こらぼでほすと 逆転3
「別に、俺が指示しているわけじゃないぜ。キラが、歌姫様に、「お願い」って、小首傾げたから、そういうことになってんの。・・・せつニャンがな、悲しくないようにするには、おまえさんたちが必要で、特に、とんでもない暴走して置き去りにしたママは、生きててもらわにゃならんのよ。」
「ちび猫を支えるのに、それだけのものが入用ということだ。」
「そう聞いてると、キラって、怖い生き物だ。」
たった一人のために、それが、悲しくないようにするという理由で、これだけの大掛かりなことが行われている。それらの原動力がキラの一言だというのだから、ある意味、怖ろしい。
「そうでもないさ。キラ様の望みは絶大だが、きみたちの組織に肩入れしたくなったんだと思うよ。矛盾した理念を完遂しようとする、きみたちの行動は、キラ様には応援したいことなんじゃないかな。」
かつて、第三勢力という名称を冠せられていたキラたちだって、矛盾していたものがある。人類の平和なんてものは、それぞれに違う。プラントの提唱を喜んで受け入れたものだっていただろう。だが、それでは、自分自身で可能性を模索できなくなるから、反対した。未来を決めるのは、自分自身でなければならない。だが、それは強いものの言い分でもある。誰かに依存して、楽に生きたい人間にとっては厳しい世界でもあるからだ。

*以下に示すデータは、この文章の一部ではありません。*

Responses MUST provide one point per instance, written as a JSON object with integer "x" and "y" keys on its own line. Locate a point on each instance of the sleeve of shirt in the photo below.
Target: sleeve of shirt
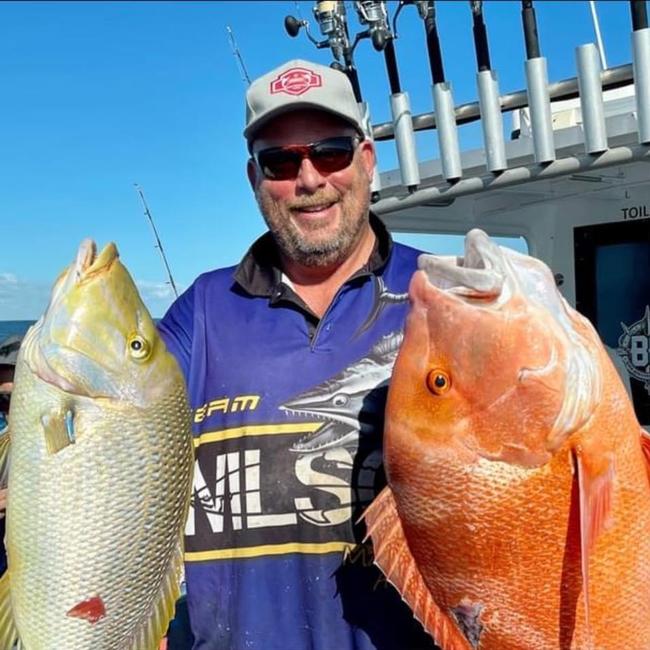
{"x": 176, "y": 329}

紛争を根絶するために武力介入で鎮圧する。これも、誰にでも正しいものではない。そこで犠牲になるものがあるから、その関係者は憎しみを募らせて、さらなる紛争に発展する可能性があるからだ。
キラ様には、その部分で同調するものがあるのではないかな、と、トダカは、自分の考えを吐露する。だから、歌姫も、その意図を汲み取って全面協力体制なんてことになっているのだろう。
「そういう考え方はキライじゃないぜ、俺は。ママも腹括ってるから、できたんだしな。」
「まあ、覚悟はしました。」
「それで充分、個人としての罰は受けていると思うよ、ロックオン君。・・・きみは、今までやってきたことが、けっして正義だとは思っていない。だからこそ、咎は受けると言うんだからね。その気持ちがあればいいんだ。」
「・・はい・・・」
「それでも、納得できないなら、俺がお仕置きしてやるぞ? 」
「だからな、鷹さん。それがよくないっていうんだ。」
大人しく拝聴しているロックオンの肩を抱いて、それなりーのホスト声で囁く鷹の手を、ぱこんと虎が叩き落としている。なるべき気持ちを沈ませないように、鷹が陽気に振舞って、その場を和ませている。それがわかっているから、虎も、ノリに付き合っている。
食事が終わって、食後のコーヒーを飲む頃に、あれほど激しかった風雨も、すっかりと止んでいた。
翌日から、ロックオンは、三日ほど寝込んだ。気が抜けて、体調の悪さを自覚した途端に、高熱で起きられなくなったからだ。